In this weird white-walled, white-lit, white-sound-deadened grotto of corridors and windowless rooms, computers clatter and flash as far away into the distance as the eye can see; people move from department to department on electric tricycles, always clutching wads of files, always in a desperate rush. The casual observer would rapidly form the impression that everyone down here knows exactly what they are doing — much like the impression given to the casual observer of a column of ants — not that there were any casual observers down here; none that British Intelligence knew of, anyway.
When Ian Fleming wrote his Bond books the futuristic headquarters of the lunatic megalomaniacs that adorned the finales of many of his books did not come entirely from his imagination, but in part from his own direct observations of this place during his own service in Intelligence.
Down here everything works; in a matter of seconds one can find out what the weather was like at 3.30 pm on 8 May 1953 in Botswana; or the political affiliation of any professional football-player in the world; or the names of all the owners in England of cars made behind the Iron Curtain, their political affiliations, and probably, if one looked hard enough, the favourite colours and shoe sizes of their grandmothers. At the push of another button the name of the 927th convicted housebreaker in Durham would appear, where he bought his cigarettes from, what his favourite television programme was and what he ate while watching it. Another button would reveal all the known and suspected Communist schoolteachers there were at the present time in Wooton-Under-Edge, or in Ongar, or in Bognor Regis, together with details ranging from their family trees, down, sometimes, to as much as their menstrual cycles or which after-shave their wives gave them for Christmas.
These 3 square miles make Big Brother look like the village idiot.
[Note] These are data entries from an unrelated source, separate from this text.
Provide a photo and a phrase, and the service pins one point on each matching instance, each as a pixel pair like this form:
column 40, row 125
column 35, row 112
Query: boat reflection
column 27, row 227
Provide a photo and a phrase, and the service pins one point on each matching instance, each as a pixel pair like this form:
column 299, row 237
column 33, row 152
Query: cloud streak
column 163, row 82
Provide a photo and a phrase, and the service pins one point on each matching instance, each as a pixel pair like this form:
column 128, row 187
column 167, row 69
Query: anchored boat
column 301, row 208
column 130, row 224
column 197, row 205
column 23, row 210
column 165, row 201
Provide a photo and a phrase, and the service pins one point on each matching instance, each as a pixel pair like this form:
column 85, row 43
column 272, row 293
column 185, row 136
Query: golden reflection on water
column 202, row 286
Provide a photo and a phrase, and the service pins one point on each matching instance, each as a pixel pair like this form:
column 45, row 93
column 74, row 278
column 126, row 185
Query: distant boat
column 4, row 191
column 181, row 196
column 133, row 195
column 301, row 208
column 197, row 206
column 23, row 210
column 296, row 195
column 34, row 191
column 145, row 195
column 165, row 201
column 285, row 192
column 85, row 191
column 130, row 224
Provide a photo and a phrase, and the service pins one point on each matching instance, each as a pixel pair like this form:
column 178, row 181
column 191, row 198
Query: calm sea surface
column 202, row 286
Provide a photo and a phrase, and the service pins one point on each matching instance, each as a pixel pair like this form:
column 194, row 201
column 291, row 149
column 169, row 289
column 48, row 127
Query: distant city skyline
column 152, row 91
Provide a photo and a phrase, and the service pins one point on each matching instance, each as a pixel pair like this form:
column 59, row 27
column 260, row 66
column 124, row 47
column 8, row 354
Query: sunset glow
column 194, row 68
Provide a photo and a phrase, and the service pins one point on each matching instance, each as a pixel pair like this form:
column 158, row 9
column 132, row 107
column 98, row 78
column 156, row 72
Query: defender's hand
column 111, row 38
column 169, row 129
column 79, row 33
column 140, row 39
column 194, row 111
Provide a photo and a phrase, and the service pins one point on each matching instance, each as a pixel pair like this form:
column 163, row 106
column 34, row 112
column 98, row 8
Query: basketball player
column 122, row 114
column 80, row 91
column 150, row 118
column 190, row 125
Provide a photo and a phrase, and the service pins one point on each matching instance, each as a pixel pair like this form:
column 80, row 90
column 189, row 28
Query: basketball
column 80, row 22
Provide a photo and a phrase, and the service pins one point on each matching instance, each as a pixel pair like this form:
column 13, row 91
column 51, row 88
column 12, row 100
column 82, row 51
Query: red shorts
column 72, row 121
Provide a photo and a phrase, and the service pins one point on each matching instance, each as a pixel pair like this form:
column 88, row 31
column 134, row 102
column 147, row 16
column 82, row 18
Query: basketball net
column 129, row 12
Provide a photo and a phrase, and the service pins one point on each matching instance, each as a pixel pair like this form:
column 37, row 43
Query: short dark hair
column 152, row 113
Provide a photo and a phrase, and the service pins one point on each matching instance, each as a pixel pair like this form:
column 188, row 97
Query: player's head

The only thing I wouldn’t be able to find out down here would be when the next 2 x 4 would come swinging my way so that I’d know when to duck; on the other hand, it might be able to give me a lot of clues.
Arthur Jephcott was a jolly fellow, tweedy and slightly clumsily built, with a thin bony head, an unkempt beard at the bottom and a short pile of tangled hair on top, sparkling eyes, and a pair of hands he never knew quite where to put. He looked as if he would have been more at home marching country lanes with a stout stick, or buried behind piles of dusty books and yellowing manuscripts, in an office crammed full of curios, in a publishing company in Bloomsbury; behind him should have been a window with a view out over dismal, murky streets, and the office should have had an overriding smell of faded leather, damp and dust.